As maiores dificuldades, desafios e também oportunidades para o pensamento acontecem naqueles períodos de transição, em que o novo e o antigo lutam para ver quem se impõe. Foi assim na década de 20, quando Will Durant escreveu o seu “Filosofia da Vida”. Aquele era um período de degradação, quando os velhos valores estavam sendo colocados em dúvida e as antigas formas de vida pareciam não fazer mais sentido.

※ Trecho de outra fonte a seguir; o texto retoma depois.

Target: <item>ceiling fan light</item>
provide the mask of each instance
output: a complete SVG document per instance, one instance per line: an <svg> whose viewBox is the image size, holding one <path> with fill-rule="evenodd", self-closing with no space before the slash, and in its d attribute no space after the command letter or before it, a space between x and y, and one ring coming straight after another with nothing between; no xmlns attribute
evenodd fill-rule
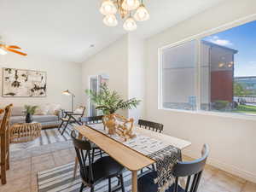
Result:
<svg viewBox="0 0 256 192"><path fill-rule="evenodd" d="M115 26L118 25L118 20L114 15L107 15L103 18L103 23L108 26Z"/></svg>
<svg viewBox="0 0 256 192"><path fill-rule="evenodd" d="M131 11L137 9L140 5L139 0L124 0L122 8L125 10Z"/></svg>
<svg viewBox="0 0 256 192"><path fill-rule="evenodd" d="M123 26L126 31L134 31L137 29L137 24L132 17L128 17Z"/></svg>
<svg viewBox="0 0 256 192"><path fill-rule="evenodd" d="M7 51L4 50L3 48L0 48L0 55L6 55Z"/></svg>
<svg viewBox="0 0 256 192"><path fill-rule="evenodd" d="M100 8L100 12L104 15L116 14L117 9L111 0L104 0Z"/></svg>
<svg viewBox="0 0 256 192"><path fill-rule="evenodd" d="M134 18L137 21L144 21L149 19L149 14L143 4L141 4L137 9Z"/></svg>

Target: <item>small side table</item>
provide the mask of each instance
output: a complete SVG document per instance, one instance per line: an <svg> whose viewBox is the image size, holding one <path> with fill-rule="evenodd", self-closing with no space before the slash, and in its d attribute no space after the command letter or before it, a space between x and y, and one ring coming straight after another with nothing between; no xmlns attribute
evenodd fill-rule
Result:
<svg viewBox="0 0 256 192"><path fill-rule="evenodd" d="M41 136L42 125L37 122L18 123L10 127L10 143L30 142Z"/></svg>

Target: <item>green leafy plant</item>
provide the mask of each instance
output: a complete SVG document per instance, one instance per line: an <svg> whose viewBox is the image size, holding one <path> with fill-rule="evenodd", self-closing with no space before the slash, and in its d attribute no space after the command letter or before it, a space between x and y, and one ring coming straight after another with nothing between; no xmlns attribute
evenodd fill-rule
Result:
<svg viewBox="0 0 256 192"><path fill-rule="evenodd" d="M102 110L104 114L114 113L119 109L136 108L141 102L136 98L124 101L116 91L111 91L106 84L100 88L98 93L91 90L86 90L85 92L96 105L96 109Z"/></svg>
<svg viewBox="0 0 256 192"><path fill-rule="evenodd" d="M38 108L38 106L30 106L30 105L25 105L25 113L30 113L32 115L33 115L36 113L36 109Z"/></svg>

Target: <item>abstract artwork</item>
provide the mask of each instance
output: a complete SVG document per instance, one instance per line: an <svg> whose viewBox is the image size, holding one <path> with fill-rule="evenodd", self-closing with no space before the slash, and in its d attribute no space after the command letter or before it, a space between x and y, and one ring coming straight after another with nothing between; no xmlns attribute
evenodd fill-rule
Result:
<svg viewBox="0 0 256 192"><path fill-rule="evenodd" d="M46 72L3 68L3 96L46 96Z"/></svg>

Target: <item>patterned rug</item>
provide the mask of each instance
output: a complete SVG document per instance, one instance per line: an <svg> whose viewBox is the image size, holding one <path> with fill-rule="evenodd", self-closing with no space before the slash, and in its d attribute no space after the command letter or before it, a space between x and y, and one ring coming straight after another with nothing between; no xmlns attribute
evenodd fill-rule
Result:
<svg viewBox="0 0 256 192"><path fill-rule="evenodd" d="M41 137L38 138L26 143L11 143L10 144L10 151L17 152L20 150L27 150L32 148L40 147L43 145L48 145L56 143L67 142L71 140L70 132L72 131L72 127L67 127L63 136L58 131L58 128L55 129L47 129L41 131ZM61 130L62 131L62 130Z"/></svg>
<svg viewBox="0 0 256 192"><path fill-rule="evenodd" d="M38 192L78 192L81 186L81 180L78 172L78 176L73 178L74 163L66 164L53 169L38 172ZM123 173L125 192L131 192L131 172ZM117 178L112 179L112 186L118 184ZM113 188L114 189L114 188ZM89 192L90 189L84 189L84 192ZM95 187L96 192L108 192L108 181L101 182Z"/></svg>

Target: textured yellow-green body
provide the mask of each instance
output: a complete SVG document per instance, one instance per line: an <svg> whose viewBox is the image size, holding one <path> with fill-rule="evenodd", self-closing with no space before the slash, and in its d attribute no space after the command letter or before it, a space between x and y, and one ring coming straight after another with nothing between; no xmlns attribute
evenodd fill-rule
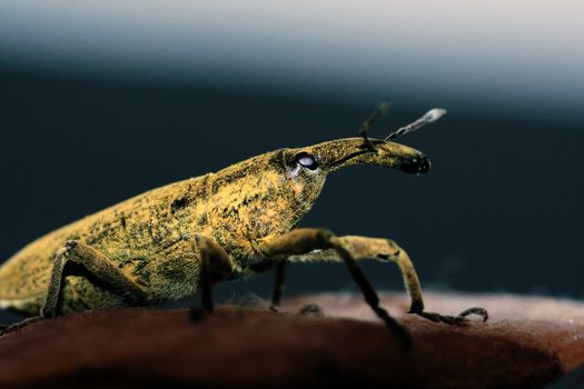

Havia uma evidente sensação de decadência, muito parecida com a época de Sócrates, quando os mitos e as formas de governo estavam perdendo a força que possuíram em tempos anteriores.

Os anos após a Primeira Guerra Mundial haviam trazido à tona a disputa existente entre uma visão de mundo futurista e outra tradicional; foi o período da grande experiência soviética; o fascismo estava nascente; havia ainda a grande crise econômica, que desembocaria na quebra da bolsa de valores, o que afetou o mundo inteiro. Foi aquele um tempo de experimentação, quando tudo o que era novo, diferente, vanguardista se impunha, enquanto o antigo lutava para permanecer em meio a essa mentalidade que parecia contagiar a todos.

Para quem ainda insistia em manter-se alicerçado na tradição a sensação de inadequação era evidente. O momento permitia, cada vez menos, ações fundamentadas nos hábitos, nos costumes, nas crenças estabelecidas. Como escreveu Durant, não era mais possível aos homens agirem naturalmente ou instintivamente, mas tudo precisava ser pensado, racionalizado.

Muito do que fazemos é apenas um reflexo da cultura que absorvemos. O bom disso é que, para boa parte das nossas ações, não precisamos pensar demais, mas basta repetir o que aprendemos e o que assimilamos da vida em sociedade para fazer o que é certo. Mas quando os tempos são fluidos e tudo parece em transição, existe uma insegurança generalizada, porque não é possível ter certeza sobre nada do que se faz. Cada gesto, cada palavra, precisam ser medidos e calculados para acoplarem-se dentro das exigências incipientes.

O problema é que mesmo essas novas exigências não sabem ao certo o que querem, deixando todos flutuando num mar de insegurança. Em épocas assim, o que mais fica em evidência é a dúvida e a racionalização. Aquela, por não haver mais fundamentos seguros para se apoiar, esta para justificar, ainda que artificialmente, os atos que são cometidos quase às cegas.

No entanto, não é possível viver apenas da experimentação. Não que ela deva ser negada totalmente, mas o que não é correto, nem saudável, é acreditar que a experimentação possa ser o princípio de qualquer sociedade. Pelo contrário, nenhuma civilização pode sobreviver sem ter seus fundamentos bem postos sobre o tesouro dos tempos. Nenhuma comunidade subsiste sem reconhecer aquilo que a formou, que lhe deu personalidade e que moldou suas características. A herança dos sábios é a base de apoio de qualquer sociedade e negá-la é promover a autodestruição.

A Filosofia reconhece essa herança e a tem como seu próprio fundamento. Para abarcá-la, portanto, propõe que se assuma um olhar superior, que permita a apreensão da totalidade, do conjunto dos fatos e fenômenos. Essa visão mais abrangente, em perspectiva, permite ver o conjunto, não apenas no espaço, ou seja, na multiplicidade do presente, mas no tempo, na diversidade do que já foi pensado, dito e feito, em todas as épocas.

É verdade que as pessoas costumam ter medo de buscar essa visão de conjunto, pois elas estão tão seguras em seus recortes de mundo, em suas visões parciais, que só de pensar em lançar-se numa visão mais ampla, onde tudo parece bem mais complexo, ficam aterrorizadas.

Porém, a Filosofia, não pode ser menos do que essa perspectiva total da realidade e não pode pretender menos do que abarcá-la em sua completude. Foi essa a Filosofia vislumbrada por Durant e tem sido a mesma que eu assumi em minha vida. Também é dessa forma que espero que meus alunos a assumam em suas próprias existências.